Un adulte ordinaire manifeste souvent une puissante tendance à introduire un profond clivage entre l'animalité naturelle et son humanité cultivée; si profond qu'il ne perçoit plus son propre fond d'animalité. Ce qui semble susciter une reproduction dudit clivage à l'intérieur de lui-même. D'ailleurs, un esprit cartésien suffisamment carré placera le même genre de discontinuité entre l'enfance et l'âge adulte, n'accordant par habitude une continuité qu'à ce qui se présente au préalable convenablement borné. En mettant Homo sapiens au faîte de l'arbre de la vie, il rejoint à l'insu de sa bonne foi l'anthropocentrisme des religions bien établies dans leurs convictions de prédestination à coloration plus ou moins divine (style peuple élu ou race millénaire).

Sous l'angle de l'évolution rien n'existe vraiment, puisque toute réalité est nécessairement transitoire. Il faudrait y voir plutôt une illusion provisoirement efficace. Dans la perspective pragmatique de l'organisme employé à se tirer d'affaire en toutes circonstances, je propose une formule à résonance plus cybernétique : l'appareil cognitif sensorimoteur chargé de gérer les informations qui lui parviennent de tout bord aurait recours et de discrets verrouillages de cibles. Je prends ici le terme "cible" aussi bien sous son acception linguistique telle qu'explicitée par Umberto Eco : « Si maintenant p, et si donc tu fais z, alors tu obtiendras q. »1 Ce qui m'offre l'opportunité de suggérer un lien fort entre discours ambiant, dialogue intérieur, vision du monde et action.

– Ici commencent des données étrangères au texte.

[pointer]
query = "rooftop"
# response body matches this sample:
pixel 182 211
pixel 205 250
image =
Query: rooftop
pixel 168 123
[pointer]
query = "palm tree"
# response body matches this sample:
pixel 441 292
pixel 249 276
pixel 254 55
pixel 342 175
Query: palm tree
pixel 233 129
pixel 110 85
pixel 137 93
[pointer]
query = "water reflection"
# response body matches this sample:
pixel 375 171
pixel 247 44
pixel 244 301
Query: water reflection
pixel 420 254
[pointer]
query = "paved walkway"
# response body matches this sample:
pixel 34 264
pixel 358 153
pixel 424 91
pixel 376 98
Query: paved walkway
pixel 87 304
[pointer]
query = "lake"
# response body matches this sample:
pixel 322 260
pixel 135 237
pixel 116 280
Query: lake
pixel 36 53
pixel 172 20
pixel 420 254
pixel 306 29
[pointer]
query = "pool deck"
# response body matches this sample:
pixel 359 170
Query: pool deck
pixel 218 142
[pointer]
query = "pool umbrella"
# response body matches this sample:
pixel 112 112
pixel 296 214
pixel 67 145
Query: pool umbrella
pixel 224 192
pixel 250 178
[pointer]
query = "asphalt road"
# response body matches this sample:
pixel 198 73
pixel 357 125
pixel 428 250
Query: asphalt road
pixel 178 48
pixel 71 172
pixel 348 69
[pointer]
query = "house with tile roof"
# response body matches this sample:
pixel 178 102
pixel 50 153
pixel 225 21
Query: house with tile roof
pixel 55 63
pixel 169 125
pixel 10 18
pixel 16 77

Dans un monde héraclitéen où le changement est roi, on aimerait pourtant trouver une essence quelconque, quelque substance, un principe de Parménide à couperet clair et définitif. Mais nous n'avons à nous mettre sous la dent qu'une illusion directrice, un instinct de conservation, une espèce de tropisme de survie. De ce point de vue, l'être humain ne diffère pas des autres moteurs de recherche à algorithmes évolutionnaires: en tant qu'élément de son milieu chaque individu défend son statut de solution possible face à la sélection naturelle, en tant qu'organisme il abrite lui-même une variabilité adaptative à laquelle il applique une activité évaluative de tous les instants.

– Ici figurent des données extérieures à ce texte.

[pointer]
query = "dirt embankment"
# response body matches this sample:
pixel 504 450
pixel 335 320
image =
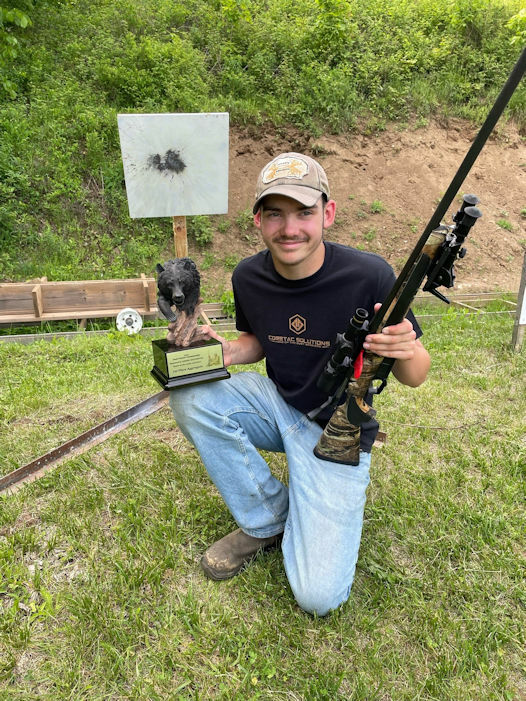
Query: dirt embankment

On pourrait tout à fait reconnaître ce genre de faculté que nous avons tendance à nous attribuer comme spécifique sous le nom d'intelligence, en toute forme d'être capable de générer des boucles de rétroaction. En fait, ce concept d'intelligence est des plus relatifs. Il est utilisé à des sauces bien peu scientifiques. On l'applique aujourd'hui autant à des machines qu'à des organisations animales, des écosystèmes ou des individus. Le véritable critère qui semble caractériser l'intelligence est son agréable efficacité. C'est de tout cœur que l'on applaudit à ses merveilleuses prestations. De sorte que l'on est tenté d'en faire le fleuron de l'humanité. Mais les atouts qu'elle affiche sont loin de tenir fidèlement entre nos mains.

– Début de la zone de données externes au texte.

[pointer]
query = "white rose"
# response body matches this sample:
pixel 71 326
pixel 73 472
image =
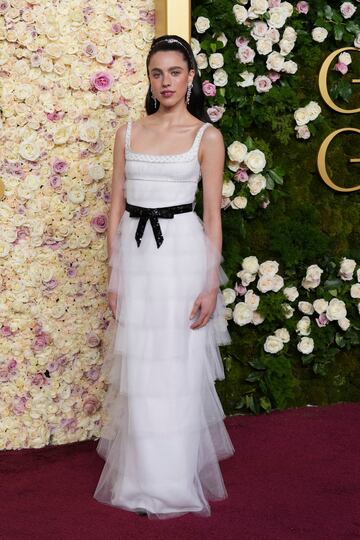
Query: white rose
pixel 347 268
pixel 240 13
pixel 355 290
pixel 246 277
pixel 248 79
pixel 347 9
pixel 256 183
pixel 30 149
pixel 275 61
pixel 220 77
pixel 195 45
pixel 264 46
pixel 273 344
pixel 96 171
pixel 269 268
pixel 76 195
pixel 237 151
pixel 238 203
pixel 265 283
pixel 242 314
pixel 345 58
pixel 286 46
pixel 313 277
pixel 201 60
pixel 250 264
pixel 305 345
pixel 283 334
pixel 320 305
pixel 344 323
pixel 290 67
pixel 306 307
pixel 252 300
pixel 278 283
pixel 336 310
pixel 313 109
pixel 303 326
pixel 291 293
pixel 216 60
pixel 288 310
pixel 301 116
pixel 202 24
pixel 319 34
pixel 290 33
pixel 277 17
pixel 229 296
pixel 228 188
pixel 257 318
pixel 259 30
pixel 255 161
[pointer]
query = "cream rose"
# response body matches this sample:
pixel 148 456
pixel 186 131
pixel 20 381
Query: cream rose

Prenez la mémoire à long terme, par exemple, elle nous offre quantité de visages aussi familiers que des photos-souvenirs jaunies auxquelles s'accrochent des commentaires à peine plus éclairants que des onomatopées ; et puis un jour on ne sait d'où un nom propre nous revient, et on se demande comment on a pu l'oublier. Encore, cette mémoire a-t-elle la peau dure. Prenez celle à moyen terme, celle de tous les jours, de hier soir par exemple, n'a-t-elle pas la fâcheuse habitude de s'évanouir dans les vapeurs d'alcool d'une soirée trop arrosée ? Plus tristement enfin, la mémoire de travail qui met à disposition les outils de chaque instant est à la merci des ravages d'une sénilité parfois scandaleusement précoce.

On pourrait citer la débrouillardise et l'inventivité dont souvent on se demande en aparté « comment n'y ai-je pas pensé plus tôt » ; ou encore parler de l'intentionnalité consciente qui parfois s'échappe au bout de la langue et nous fait dire «au fait, où en étais-je ? ». Tout cela pour souligner cette différence si difficile à combler entre nous et une machine, la fragilité de notre appareillage. Mais, bonne nouvelle pour l'amour-propre de tous ceux qui se veulent des spécimens viables et des partenaires désirables, c'est dans leur réservoir d'erreur et d'inadvertance qu'ils peuvent puiser de la créativité. C'est du moins ce que nous montre la nature avec le jeu des mutations aléatoires, des sélections nécessaires et des adaptations cumulatives.

1 Umberto Eco, Sémiotique et philosophie du langage.